Lucy Stone read the call104 and expressed the wish that every one present, even if averse to the new demands by women, would take part in the debates, as it was the truth on this question its advocates were seeking. Among the most noticeable features of these early Conventions was the welcome given to opposing arguments.
The Nominating Committee reported the list of officers,105 with Lucretia Mott as permanent President. She asked that the vote be taken separately, as there might be objections to her appointment. The entire audience (except her husband, who gave an emphatic "No!") voted in her favor. The very fact that Mrs. Mott consented, under any circumstances, to preside over a promiscuous assemblage, was proof of the progress of liberal ideas, as four years previously she had strenuously opposed placing a woman in that position, and as a member of the Society of Friends, by presiding over a meeting to which there was an admission fee, she rendered herself liable to expulsion. The vote being taken, Mrs. Mott, who sat far back in the audience, walked forward to the platform, her sweet face and placid manners at once winning the confidence of the audience. This impression was further deepened by her opening remarks. She said she was unpracticed in parliamentary proceedings, and felt herself incompetent to fulfill the duties of the position now pressed upon her, and was quite unprepared to make a suitable speech. She asked the serious and respectful attention of the Convention to the business before them, referred to the success that had thus far attended the movement, the respect shown by the press, and the favor with which the public generally had received these new demands, and closed by inviting the cordial co-operation of all present.

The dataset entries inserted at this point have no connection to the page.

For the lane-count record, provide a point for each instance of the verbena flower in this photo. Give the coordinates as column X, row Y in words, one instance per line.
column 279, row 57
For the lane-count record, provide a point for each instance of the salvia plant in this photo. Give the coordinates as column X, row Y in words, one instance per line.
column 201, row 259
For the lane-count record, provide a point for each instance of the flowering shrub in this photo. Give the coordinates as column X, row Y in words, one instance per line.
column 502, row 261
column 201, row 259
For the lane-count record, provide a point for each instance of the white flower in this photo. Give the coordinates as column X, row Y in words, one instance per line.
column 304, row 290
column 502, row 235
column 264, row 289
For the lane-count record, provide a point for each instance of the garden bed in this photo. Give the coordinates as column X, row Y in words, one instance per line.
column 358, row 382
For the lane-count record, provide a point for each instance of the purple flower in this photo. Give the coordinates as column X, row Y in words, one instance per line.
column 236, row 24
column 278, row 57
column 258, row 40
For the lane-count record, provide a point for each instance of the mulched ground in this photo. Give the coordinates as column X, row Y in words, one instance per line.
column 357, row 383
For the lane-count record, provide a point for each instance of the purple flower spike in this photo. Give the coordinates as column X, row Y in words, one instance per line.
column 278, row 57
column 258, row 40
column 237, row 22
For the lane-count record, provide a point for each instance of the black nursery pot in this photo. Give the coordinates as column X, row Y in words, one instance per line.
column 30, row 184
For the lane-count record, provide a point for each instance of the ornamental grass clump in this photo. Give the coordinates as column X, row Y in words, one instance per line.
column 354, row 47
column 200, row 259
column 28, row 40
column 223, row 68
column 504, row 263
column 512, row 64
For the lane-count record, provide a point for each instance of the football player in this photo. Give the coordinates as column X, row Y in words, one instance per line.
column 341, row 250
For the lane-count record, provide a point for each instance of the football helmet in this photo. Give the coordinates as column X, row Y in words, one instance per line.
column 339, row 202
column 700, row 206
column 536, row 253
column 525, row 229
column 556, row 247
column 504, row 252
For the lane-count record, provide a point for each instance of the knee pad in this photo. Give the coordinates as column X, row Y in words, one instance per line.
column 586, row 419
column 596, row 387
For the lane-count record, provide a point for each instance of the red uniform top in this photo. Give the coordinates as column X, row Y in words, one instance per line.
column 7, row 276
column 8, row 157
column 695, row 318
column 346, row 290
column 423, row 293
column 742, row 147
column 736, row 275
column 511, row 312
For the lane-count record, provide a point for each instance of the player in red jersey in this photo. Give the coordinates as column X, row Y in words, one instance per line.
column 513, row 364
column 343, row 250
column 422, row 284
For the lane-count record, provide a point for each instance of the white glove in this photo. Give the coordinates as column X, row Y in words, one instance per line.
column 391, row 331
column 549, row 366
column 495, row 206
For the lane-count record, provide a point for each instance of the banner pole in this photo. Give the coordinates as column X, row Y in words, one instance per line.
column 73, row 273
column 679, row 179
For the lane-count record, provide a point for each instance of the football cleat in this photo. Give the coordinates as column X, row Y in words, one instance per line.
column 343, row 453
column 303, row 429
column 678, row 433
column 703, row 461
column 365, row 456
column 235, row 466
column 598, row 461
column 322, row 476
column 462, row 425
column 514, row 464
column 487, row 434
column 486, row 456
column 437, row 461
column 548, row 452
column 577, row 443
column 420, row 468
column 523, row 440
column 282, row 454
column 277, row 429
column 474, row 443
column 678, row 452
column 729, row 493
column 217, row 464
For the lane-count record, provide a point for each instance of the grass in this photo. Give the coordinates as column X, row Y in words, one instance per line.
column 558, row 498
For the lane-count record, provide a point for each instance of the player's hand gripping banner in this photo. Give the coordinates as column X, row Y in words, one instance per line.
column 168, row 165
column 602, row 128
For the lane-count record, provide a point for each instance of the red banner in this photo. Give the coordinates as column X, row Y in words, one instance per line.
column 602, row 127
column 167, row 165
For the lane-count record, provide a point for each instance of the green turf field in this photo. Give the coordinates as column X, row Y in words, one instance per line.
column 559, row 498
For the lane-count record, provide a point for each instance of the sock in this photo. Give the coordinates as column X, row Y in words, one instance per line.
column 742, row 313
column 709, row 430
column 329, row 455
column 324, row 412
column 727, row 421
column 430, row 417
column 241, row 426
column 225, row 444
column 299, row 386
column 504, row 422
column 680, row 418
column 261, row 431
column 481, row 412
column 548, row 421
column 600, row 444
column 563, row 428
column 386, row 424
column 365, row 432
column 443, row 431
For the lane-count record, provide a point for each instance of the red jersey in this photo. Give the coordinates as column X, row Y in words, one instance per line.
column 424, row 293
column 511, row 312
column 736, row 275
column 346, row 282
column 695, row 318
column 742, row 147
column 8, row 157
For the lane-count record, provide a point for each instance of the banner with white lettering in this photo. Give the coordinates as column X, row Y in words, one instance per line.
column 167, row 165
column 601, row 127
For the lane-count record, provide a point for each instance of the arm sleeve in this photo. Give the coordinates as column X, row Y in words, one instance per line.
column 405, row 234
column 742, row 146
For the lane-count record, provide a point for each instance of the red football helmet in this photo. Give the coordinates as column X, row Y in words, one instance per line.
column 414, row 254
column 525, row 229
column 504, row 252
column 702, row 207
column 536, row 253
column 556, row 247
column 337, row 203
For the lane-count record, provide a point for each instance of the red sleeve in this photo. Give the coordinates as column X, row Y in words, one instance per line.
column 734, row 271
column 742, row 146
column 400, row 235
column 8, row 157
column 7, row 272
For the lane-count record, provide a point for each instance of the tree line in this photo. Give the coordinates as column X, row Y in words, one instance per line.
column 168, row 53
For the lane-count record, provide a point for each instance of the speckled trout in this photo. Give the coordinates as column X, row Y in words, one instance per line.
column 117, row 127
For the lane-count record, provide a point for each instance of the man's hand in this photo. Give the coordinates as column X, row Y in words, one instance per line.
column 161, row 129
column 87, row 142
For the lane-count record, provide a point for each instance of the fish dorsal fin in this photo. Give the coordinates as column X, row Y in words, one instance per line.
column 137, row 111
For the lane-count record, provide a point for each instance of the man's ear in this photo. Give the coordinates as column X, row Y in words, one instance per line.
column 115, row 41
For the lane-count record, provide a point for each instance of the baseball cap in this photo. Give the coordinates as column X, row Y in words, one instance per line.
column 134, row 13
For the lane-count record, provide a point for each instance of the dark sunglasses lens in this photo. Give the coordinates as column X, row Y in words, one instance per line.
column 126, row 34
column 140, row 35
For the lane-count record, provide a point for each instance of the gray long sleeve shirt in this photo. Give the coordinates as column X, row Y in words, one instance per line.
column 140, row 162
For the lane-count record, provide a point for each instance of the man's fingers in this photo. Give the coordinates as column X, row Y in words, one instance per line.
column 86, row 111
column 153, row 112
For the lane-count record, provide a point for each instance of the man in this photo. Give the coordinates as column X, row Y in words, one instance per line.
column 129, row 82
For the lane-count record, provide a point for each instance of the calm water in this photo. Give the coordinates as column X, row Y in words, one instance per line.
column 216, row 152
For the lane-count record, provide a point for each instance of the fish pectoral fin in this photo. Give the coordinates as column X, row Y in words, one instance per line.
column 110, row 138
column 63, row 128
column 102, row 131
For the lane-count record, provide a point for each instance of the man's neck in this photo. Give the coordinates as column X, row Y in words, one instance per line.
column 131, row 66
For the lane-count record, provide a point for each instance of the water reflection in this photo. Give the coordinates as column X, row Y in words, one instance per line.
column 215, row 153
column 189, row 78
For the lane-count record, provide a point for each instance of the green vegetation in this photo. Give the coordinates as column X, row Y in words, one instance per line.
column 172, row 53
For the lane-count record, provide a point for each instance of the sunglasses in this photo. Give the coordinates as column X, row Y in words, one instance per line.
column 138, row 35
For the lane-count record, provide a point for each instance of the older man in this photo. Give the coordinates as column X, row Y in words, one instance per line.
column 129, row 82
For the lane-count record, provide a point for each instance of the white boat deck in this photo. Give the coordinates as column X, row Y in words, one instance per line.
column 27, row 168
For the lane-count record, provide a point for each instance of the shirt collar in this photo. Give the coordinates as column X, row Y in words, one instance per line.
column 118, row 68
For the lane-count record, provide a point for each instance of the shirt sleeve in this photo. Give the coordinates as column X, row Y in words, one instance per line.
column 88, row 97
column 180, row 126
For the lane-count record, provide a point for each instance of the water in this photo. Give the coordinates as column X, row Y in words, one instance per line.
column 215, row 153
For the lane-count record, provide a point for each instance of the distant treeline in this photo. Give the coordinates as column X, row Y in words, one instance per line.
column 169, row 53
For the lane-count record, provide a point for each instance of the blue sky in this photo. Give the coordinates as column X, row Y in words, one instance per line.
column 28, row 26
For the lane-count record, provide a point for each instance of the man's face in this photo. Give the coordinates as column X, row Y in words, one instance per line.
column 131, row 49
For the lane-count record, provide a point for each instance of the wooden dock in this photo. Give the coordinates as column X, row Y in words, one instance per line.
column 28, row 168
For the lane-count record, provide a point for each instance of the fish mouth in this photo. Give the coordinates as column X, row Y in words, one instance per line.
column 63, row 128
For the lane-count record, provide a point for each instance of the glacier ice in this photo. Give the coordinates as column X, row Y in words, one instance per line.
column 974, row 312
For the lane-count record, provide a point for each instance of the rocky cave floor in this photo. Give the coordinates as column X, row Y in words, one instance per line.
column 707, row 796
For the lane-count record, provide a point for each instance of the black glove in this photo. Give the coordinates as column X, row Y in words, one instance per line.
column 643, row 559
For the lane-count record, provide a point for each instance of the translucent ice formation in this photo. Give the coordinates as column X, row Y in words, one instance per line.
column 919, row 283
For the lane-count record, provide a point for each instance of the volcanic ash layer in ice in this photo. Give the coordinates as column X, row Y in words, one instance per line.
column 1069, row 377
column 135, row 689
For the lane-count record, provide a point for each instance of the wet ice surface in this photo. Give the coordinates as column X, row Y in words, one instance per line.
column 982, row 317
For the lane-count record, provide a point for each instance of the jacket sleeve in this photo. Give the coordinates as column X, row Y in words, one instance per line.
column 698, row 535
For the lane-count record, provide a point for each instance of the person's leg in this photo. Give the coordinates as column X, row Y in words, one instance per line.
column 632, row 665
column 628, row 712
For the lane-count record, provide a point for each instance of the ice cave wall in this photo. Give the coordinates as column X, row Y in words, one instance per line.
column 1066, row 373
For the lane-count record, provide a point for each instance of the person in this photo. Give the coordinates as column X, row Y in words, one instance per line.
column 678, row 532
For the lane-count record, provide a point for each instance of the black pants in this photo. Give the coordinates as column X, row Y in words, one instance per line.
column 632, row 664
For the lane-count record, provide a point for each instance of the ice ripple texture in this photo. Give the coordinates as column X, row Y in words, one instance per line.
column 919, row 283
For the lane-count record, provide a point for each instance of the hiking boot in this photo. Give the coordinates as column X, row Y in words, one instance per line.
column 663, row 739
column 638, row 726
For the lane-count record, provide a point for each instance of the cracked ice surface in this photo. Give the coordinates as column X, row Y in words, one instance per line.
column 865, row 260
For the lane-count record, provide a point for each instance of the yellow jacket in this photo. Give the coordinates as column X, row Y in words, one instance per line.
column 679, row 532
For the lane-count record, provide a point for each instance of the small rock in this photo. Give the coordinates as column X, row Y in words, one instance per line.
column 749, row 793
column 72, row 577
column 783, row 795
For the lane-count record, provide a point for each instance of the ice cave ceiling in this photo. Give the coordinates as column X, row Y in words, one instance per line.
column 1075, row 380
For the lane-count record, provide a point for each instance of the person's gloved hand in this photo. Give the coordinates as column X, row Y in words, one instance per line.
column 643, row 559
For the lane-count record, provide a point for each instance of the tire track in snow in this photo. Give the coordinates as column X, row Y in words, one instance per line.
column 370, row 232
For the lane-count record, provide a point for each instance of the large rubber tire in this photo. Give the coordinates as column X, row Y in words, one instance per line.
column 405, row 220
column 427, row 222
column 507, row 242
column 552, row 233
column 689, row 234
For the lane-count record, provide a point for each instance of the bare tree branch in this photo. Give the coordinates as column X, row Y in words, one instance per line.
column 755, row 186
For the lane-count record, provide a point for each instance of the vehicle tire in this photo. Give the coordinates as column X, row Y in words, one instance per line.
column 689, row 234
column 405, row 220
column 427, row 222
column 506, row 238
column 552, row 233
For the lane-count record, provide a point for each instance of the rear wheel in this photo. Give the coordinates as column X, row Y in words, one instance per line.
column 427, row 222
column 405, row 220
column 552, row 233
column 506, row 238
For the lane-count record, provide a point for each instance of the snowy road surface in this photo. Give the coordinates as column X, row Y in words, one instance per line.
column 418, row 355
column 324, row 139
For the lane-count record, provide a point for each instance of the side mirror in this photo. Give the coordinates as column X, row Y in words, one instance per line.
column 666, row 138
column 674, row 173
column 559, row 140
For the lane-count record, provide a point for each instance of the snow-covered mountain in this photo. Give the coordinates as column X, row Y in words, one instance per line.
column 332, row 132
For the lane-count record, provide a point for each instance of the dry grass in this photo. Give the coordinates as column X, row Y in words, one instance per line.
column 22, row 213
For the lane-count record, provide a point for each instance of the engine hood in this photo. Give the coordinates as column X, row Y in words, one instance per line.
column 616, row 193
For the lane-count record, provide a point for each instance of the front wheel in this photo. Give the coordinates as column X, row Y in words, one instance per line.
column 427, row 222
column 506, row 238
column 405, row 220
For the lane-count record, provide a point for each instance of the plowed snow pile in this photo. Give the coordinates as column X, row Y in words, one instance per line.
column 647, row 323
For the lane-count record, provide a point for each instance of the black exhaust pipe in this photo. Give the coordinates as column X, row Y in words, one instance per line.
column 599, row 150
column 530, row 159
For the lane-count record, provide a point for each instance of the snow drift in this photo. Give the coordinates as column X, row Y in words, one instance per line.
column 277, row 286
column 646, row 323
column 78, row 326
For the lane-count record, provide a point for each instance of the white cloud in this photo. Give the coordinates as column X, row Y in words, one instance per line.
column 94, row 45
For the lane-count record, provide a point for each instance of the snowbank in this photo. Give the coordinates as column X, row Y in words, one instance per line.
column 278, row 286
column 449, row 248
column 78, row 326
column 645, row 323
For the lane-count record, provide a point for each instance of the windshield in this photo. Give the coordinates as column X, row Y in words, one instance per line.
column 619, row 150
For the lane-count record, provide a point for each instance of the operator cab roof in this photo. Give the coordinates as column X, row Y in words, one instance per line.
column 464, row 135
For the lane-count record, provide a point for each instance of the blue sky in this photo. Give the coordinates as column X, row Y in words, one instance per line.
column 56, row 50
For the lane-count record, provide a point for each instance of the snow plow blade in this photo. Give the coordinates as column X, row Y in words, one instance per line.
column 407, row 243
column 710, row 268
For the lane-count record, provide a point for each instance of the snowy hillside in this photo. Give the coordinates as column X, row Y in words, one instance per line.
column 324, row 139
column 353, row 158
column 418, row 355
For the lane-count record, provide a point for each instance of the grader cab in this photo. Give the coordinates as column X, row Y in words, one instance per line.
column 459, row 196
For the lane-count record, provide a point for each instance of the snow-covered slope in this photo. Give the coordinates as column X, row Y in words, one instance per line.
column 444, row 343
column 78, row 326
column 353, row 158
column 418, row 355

In commenting upon Mrs. Mott's opening address, the press of the city declared it to have been "better expressed and far more appropriate than those heard on similar occasions in political and legislative assemblages." The choice of Mrs. Mott as President was pre-eminently wise; of mature years, a member of the Society of Friends, in which woman was held as an equal, with undoubted right to speak in public, and the still broader experience of the Anti-Slavery platform, she was well fitted to guide the proceedings and encourage the expression of opinions from those to whom public speaking was an untried experiment. "It was a singular spectacle," said the Syracuse Standard, "to see this gray-haired matron presiding over a Convention with an ease, dignity, and grace that might be envied by the most experienced legislator in the country."